Humanity has always faced problems that need solving. But some periods seem to have more problems that need solving than others, and it seems to me we are in one of those periods. For a new solution, we first have to Imagine — and Believe — that a solution is possible. In this context, Imagination and Faith are very close to each other. And once we have that Faith/Imagination that a solution is possible, THEN we can start imagining what actual solutions might be.
But imagination is a skill, a ‘muscle’ like most any other that gets better with use and practice. Of course, like every other skill, some folks have a greater knack for it than others. Tiger Woods clearly has a ‘knack’ for golf. But he wouldn’t be a world-class golfer without practice beyond imagining. Imagination is a skill that can be developed with practice too.

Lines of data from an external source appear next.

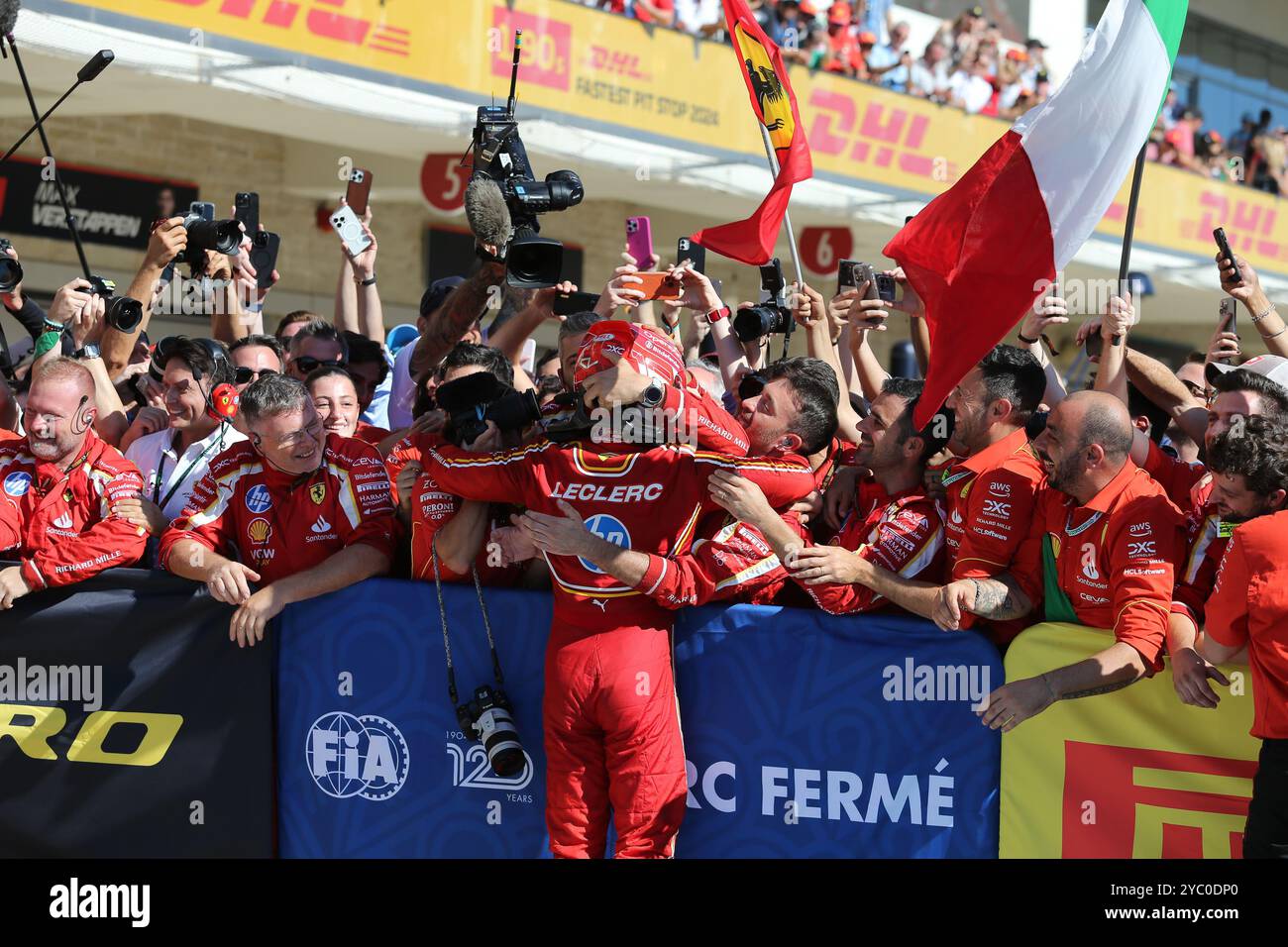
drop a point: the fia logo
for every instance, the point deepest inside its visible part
(1089, 561)
(357, 757)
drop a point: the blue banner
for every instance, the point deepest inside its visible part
(805, 735)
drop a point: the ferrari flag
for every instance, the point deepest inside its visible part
(772, 99)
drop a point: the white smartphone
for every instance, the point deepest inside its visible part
(349, 228)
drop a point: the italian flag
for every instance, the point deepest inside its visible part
(979, 253)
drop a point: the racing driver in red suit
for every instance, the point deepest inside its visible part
(612, 729)
(296, 509)
(59, 483)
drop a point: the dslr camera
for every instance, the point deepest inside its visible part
(532, 262)
(124, 313)
(769, 316)
(489, 719)
(207, 234)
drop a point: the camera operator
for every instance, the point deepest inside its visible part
(1248, 468)
(174, 451)
(62, 480)
(1248, 608)
(612, 744)
(304, 512)
(1100, 552)
(794, 414)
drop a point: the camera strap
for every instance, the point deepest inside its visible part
(442, 617)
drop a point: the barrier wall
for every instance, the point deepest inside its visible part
(806, 736)
(1127, 775)
(608, 72)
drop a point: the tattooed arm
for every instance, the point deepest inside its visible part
(455, 317)
(997, 599)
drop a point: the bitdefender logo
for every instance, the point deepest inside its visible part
(357, 757)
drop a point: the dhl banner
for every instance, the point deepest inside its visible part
(1127, 775)
(616, 73)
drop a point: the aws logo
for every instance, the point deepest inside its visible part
(33, 725)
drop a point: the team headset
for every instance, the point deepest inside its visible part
(223, 399)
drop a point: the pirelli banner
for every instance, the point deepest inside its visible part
(1127, 775)
(130, 725)
(806, 736)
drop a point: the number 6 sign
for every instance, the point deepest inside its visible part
(822, 248)
(442, 180)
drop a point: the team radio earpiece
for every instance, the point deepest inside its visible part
(223, 399)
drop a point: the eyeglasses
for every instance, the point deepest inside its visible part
(308, 364)
(245, 375)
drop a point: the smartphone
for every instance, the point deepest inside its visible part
(263, 257)
(246, 209)
(695, 253)
(657, 286)
(1224, 247)
(568, 303)
(359, 191)
(639, 240)
(349, 227)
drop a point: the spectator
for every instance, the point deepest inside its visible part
(174, 450)
(295, 509)
(313, 346)
(338, 405)
(1248, 609)
(1100, 552)
(256, 356)
(60, 482)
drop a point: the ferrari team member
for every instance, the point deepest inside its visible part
(1247, 466)
(1249, 609)
(1099, 553)
(794, 414)
(610, 719)
(59, 484)
(296, 509)
(894, 522)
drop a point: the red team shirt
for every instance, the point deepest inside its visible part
(65, 526)
(1113, 557)
(1249, 605)
(279, 523)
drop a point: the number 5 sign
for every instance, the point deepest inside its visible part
(823, 248)
(442, 180)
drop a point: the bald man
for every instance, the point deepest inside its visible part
(58, 483)
(1099, 553)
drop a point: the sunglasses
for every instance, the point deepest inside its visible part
(307, 364)
(245, 375)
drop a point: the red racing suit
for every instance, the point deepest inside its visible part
(67, 528)
(279, 523)
(903, 534)
(610, 719)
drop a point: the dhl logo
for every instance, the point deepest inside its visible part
(1122, 801)
(885, 136)
(31, 725)
(321, 20)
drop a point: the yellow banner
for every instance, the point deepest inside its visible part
(1126, 775)
(618, 73)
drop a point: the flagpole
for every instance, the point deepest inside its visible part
(1129, 227)
(787, 217)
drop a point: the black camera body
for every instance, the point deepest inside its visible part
(11, 270)
(771, 316)
(489, 719)
(532, 262)
(124, 313)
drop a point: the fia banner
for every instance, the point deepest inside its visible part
(805, 735)
(130, 725)
(1126, 775)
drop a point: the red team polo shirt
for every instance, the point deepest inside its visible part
(1113, 557)
(991, 499)
(1249, 605)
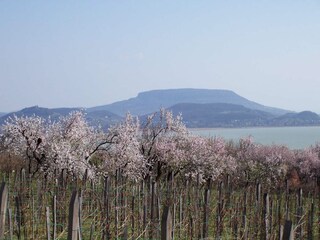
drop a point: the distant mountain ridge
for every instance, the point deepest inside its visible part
(200, 108)
(213, 115)
(151, 101)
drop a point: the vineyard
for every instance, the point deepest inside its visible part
(151, 180)
(117, 208)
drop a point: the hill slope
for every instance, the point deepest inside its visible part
(220, 115)
(103, 118)
(151, 101)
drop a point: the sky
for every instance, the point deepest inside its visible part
(90, 53)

Indeed, Imagination has been enshrined as a “Spiritual Practice”! Ignatius of Loyola (1491-1556) promoted the ‘meditative’ practice of fully imagining the Gospel stories, putting yourself in the scene, imaginatively engaging all your senses to fully immerse yourself in the Gospel story: Jesus is speaking to a blind man at the side of the road. We feel the hot Mediterranean sun beating down. We smell the dust kicked up by the passersby. We feel the itchy clothing we’re wearing, the sweat rolling down our brow, a rumble of hunger. We see the desperation in the blind man’s face and hear the wail of hope in his words. We note the irritation of the disciples. And so on…
And so I see notions like ‘what if the cup at the Last Supper was glass’ purely as exercises, as practice strengthening the muscle of the Imagination, so that when we really need it, our Imagination will be up to the challenge.